Thomas Jefferson penned the rough draft.

Then a committee of five — Benjamin Franklin, John Adams, Roger Sherman, Robert Livingston, and Jefferson — edited it.

Jefferson’s drafted wording read, “We hold these truths to be sacred & undeniable; that all men are created equal & independent, that from that equal creation they derive rights inherent & inalienable, among which are the preservation of life, & liberty, & the pursuit of happiness; ...”

Again, individuals by the nature of born have the right to “pursue” as opposed to “have” happiness.

That little detail aside, Sacramento is clearly pursuing a government solution to your happiness.

They just don’t form select committees for the hell of it.

One example tossed out is people need shelter and heath care for basic happiness.

Sounds reasonable, right?

But in tackling problems like lack of shelter and health care, there are those in the ranks of the homeless that clearly aren’t happy with just that as their perception of happiness in whatever moment they are in includes getting high.

They seem to want it all — free shelter, free health care, and drugs — yet they still don’t come across as happy.

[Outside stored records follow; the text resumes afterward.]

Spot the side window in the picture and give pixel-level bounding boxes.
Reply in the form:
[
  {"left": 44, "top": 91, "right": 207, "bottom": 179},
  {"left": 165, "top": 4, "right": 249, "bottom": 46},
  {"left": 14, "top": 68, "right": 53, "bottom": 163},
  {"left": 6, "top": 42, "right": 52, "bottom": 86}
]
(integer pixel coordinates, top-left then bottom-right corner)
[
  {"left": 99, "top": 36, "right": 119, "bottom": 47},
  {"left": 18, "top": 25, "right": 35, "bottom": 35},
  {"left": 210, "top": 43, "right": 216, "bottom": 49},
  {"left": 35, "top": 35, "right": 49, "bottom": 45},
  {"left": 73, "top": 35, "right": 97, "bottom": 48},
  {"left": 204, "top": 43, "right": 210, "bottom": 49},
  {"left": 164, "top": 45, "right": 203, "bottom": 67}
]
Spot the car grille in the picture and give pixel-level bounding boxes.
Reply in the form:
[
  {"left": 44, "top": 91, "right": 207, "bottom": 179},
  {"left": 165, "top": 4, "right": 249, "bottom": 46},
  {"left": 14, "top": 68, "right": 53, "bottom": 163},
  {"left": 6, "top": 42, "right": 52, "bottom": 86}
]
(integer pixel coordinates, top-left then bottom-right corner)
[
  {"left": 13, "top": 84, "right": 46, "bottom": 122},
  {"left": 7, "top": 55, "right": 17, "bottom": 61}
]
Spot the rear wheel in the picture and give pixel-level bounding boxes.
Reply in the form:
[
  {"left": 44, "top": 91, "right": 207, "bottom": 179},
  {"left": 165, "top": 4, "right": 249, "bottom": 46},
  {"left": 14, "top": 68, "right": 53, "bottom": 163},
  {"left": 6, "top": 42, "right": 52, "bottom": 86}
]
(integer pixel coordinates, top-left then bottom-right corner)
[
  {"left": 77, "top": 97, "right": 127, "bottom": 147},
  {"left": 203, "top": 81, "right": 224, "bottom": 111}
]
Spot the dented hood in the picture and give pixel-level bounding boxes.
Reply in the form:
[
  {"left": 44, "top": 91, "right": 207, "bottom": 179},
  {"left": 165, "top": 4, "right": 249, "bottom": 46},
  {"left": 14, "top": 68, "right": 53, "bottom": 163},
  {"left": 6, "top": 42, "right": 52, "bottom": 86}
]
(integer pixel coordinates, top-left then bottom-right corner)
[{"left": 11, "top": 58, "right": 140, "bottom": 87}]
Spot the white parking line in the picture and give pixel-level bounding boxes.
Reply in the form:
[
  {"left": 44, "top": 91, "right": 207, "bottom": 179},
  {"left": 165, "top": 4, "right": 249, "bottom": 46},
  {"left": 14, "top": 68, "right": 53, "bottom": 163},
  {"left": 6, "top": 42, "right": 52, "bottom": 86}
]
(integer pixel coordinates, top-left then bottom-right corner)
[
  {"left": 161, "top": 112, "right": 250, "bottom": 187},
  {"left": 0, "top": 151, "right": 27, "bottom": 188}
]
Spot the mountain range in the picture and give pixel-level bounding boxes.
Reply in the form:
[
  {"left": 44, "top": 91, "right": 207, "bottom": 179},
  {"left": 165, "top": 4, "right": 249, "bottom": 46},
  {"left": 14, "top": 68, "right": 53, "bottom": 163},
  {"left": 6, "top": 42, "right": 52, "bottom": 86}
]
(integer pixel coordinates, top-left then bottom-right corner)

Happiness, clearly, is highly subjective.

As such it can, and usually does, vary greatly among the state’s 39.51 million residents.

So how will the select committee square its perceived mission with such nuances?

They likely don’t care.

That’s because Sacramento sees the world in segregated silos when it comes to solutions nicely ignoring the reality that civilization — which they exist to help govern — involves people interacting.

Given the fact politicians can’t breathe without the benefit of polling data, is there really an unhappiness pandemic that California needs to address?

A 2023 poll by the Public Policy Institute of California, noted 26 percent of the respondents were “not too happy.”

That is opposed to 74 percent that indicated they were “very happy” or “pretty happy.”

Now consider another polling question of the Public Policy Institute of California.

Last month, 57 percent of the respondents said California was headed in the wrong direction.

That’s opposed to 49 percent in February 2023.

By political measures “happiness” of individual Californians being on track is in “mandate” territory and “off the charts” in terms of political vernacular.

But California is either in the toilet or heading there.

Maybe, just maybe, what would make Californians happy is for the legislature to do a better job in running the state.